AvroIO

AvroIO is a utility to create PTransforms for reading and writing Avro files.

import org.apache.beam.sdk.io.AvroIO
val records = AvroIO.read(classOf[String]).from("*.avro")

scala> :type records
org.apache.beam.sdk.io.AvroIO.Read[String]

Reading In

<T> Read<T> read(
  Class<T> recordClass)
<T> ReadFiles<T> readFiles(
  Class<T> recordClass)
<T> ReadAll<T> readAll(
  Class<T> recordClass)
Read<GenericRecord> readGenericRecords(
  Schema schema)
ReadFiles<GenericRecord> readFilesGenericRecords(
  Schema schema)
ReadAll<GenericRecord> readAllGenericRecords(
  Schema schema)
Read<GenericRecord> readGenericRecords(
  String schema)
ReadFiles<GenericRecord> readFilesGenericRecords(
  String schema)
<T> Parse<T> parseGenericRecords(
  SerializableFunction<GenericRecord, T> parseFn)
<T> ParseFiles<T> parseFilesGenericRecords(
  SerializableFunction<GenericRecord, T> parseFn)

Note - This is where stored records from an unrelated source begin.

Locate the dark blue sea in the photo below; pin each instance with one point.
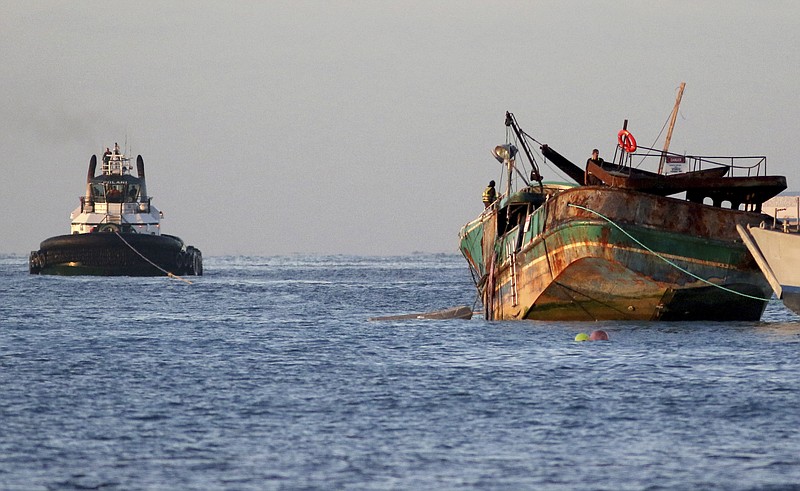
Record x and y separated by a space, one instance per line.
265 374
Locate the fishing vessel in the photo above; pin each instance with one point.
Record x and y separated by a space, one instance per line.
116 230
775 245
620 243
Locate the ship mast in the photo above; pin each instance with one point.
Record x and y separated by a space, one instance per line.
671 126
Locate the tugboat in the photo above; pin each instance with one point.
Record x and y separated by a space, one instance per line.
116 231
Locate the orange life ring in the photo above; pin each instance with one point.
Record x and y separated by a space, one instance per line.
626 141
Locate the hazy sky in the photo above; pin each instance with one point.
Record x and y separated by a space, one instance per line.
366 127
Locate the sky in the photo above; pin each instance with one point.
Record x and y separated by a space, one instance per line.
366 127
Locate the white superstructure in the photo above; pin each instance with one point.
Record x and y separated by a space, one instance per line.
116 200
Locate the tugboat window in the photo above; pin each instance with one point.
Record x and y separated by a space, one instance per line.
133 193
115 193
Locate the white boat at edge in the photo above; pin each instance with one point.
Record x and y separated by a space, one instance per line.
777 253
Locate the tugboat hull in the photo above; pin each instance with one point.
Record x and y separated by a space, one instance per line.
115 254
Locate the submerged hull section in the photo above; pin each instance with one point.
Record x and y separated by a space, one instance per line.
601 253
112 254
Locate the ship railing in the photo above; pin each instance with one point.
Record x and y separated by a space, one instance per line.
739 166
100 205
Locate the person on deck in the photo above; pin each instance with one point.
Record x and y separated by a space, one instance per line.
489 195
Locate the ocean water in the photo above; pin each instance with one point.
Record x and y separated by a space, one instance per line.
265 374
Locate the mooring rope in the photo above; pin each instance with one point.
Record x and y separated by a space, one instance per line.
665 259
151 262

read creates a source PTransform that produces a PCollection of records (of type T or GenericRecord, i.e. PTransform<PBegin, PCollection<T>>).

Writing Out

<T> Write<T> write(
  Class<T> recordClass)
Write<GenericRecord> writeGenericRecords(
  Schema schema)
// other writes

write creates a sink PTransform (PTransform<PCollection<T>, PDone>).